1\. One path to AGI is straight up simulating a human brain in software.

2\. Humans are guiding AGI research; even if we don't know how we'll build it,
we always build things incrementally based on whatever available knowledge we
already have. However, we ourselves are the only high level intelligence we
have to compare against. Therefore, it's likely we'll build AGI inherently
aiming to make it similar to ourselves.

3\. The author subscribes to the runaway intelligence singularity idea to make
the case that once we have an AGI, it will likely be near-instantly at least
1000x smarter than us, and thus incomprehensibly by us.

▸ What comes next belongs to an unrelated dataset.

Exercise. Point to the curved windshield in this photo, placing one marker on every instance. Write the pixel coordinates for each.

That strikes me as
unlikely; it is more likely that the first AGI will be built in some lab where
it is already maximally utilizing the computing resources it is being run on,
and will take at least a reasonable amount of time to gain enough knowledge
and control of the outside world to begin its exponential self improvement.

------
wellpast
I was disappointed with the author's reason for this fear; his idea is too
simplistic and I don't think correct: "In imagining the motivations of this
amplified intelligence, we naturally imagine ourselves." \-- he's worried that
those who think the robots will kill us are simply projecting that _that 's
what they would do_ if equipped with superior intelligence. But that's just a
silly conclusion; _fear of the unknown_ is a far more common and obvious
explanation to the frequent reaction to some AI superintelligence.